Kürt hareketi için seneler senesi "dağdan inin gelin mecliste
siyaset yapın! Ne diyorsanız mecliste dile getirin!" dedik. Bunu
gerek biz sütun sahibi yazarlar ve gerekse parti sözcüleri
tekrarladık.
Bu hareket ise iki yol takip ediyordu:
Biri terör, diğeri mecliste temsilcilerinin olması. Hareketin
siyasi kanadı çok parti adı altında toplandı. Kapatıldıkça veya
kendi istekleriyle kapattıkça farklı bir isim aldılar. HDP son isim
midir bilmiyoruz? Bu insanlar, milletvekili seçimlerine parti
olarak girmeyi göze alamadılar. 12 Eylül rejiminin mahsulü yüzde 10
barajı mevcuttu. Engeli, kendi buluşları olan bir yolla aştılar.

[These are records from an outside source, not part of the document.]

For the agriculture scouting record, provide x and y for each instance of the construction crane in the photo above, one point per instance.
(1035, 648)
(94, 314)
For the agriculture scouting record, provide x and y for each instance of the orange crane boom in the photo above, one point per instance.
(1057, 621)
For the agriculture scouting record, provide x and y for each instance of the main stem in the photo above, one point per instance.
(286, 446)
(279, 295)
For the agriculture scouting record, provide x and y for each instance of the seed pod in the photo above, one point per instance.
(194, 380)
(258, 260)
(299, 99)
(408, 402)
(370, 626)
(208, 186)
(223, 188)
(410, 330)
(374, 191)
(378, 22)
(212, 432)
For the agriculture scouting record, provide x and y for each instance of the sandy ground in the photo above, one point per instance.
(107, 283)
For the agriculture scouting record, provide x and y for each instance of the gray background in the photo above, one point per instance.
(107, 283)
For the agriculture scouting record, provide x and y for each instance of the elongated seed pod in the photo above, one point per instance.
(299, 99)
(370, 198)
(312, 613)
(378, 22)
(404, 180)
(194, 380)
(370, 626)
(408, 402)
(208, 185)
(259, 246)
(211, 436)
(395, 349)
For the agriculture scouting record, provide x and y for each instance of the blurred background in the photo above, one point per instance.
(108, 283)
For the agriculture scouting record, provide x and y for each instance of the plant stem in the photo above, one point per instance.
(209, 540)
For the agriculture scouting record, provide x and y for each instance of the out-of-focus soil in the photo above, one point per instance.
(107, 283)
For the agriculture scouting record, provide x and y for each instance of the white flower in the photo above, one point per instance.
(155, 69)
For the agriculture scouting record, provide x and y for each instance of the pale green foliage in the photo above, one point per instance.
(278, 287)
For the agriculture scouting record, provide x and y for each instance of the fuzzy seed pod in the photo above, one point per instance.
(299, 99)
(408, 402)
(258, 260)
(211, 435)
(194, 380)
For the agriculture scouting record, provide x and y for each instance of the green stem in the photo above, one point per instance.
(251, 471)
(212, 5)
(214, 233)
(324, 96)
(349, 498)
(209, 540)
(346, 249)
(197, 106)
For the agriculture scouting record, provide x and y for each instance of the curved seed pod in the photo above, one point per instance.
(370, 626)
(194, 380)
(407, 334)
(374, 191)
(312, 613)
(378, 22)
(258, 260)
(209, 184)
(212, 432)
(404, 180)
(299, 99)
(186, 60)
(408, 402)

Bağımsız aday olarak seçimlere girip daha sonra partilerini meclise
taşıdılar.
Bu hikâye, 10 Ağustos 2014 Cumhurbaşkanlığı seçimine kadar böyle
sürdü. O tarihte cumhurbaşkanını ilk defa halk seçecekti. 3 adaydan
biri de HDP genel başkanı Selahattin Demirtaş'tı. Sn Demirtaş,
Cumhurbaşkanlığına aday olmuş, Türkiye'nin başına geçmek için
halkın rızasını istemekteydi. Bu sebeple yurdun her yerinde
mitingler yapabildi. Nitekim belki tahmin bile edemedikleri bir
yüzde ile 9.76 oy aldı. Baraj kapısına dayanmış olmak, HDP'yi
yüreklendirdi. 7 Haziran 2015 seçimlerine bağımsız adaylarla değil,
parti olarak gireceklerini açıkladılar. Bu açıklama, evvela
tereddütle karşılandı. Barajı aşma kaygısından dolayı
vazgeçebilecekleri tahminleri dile geldi.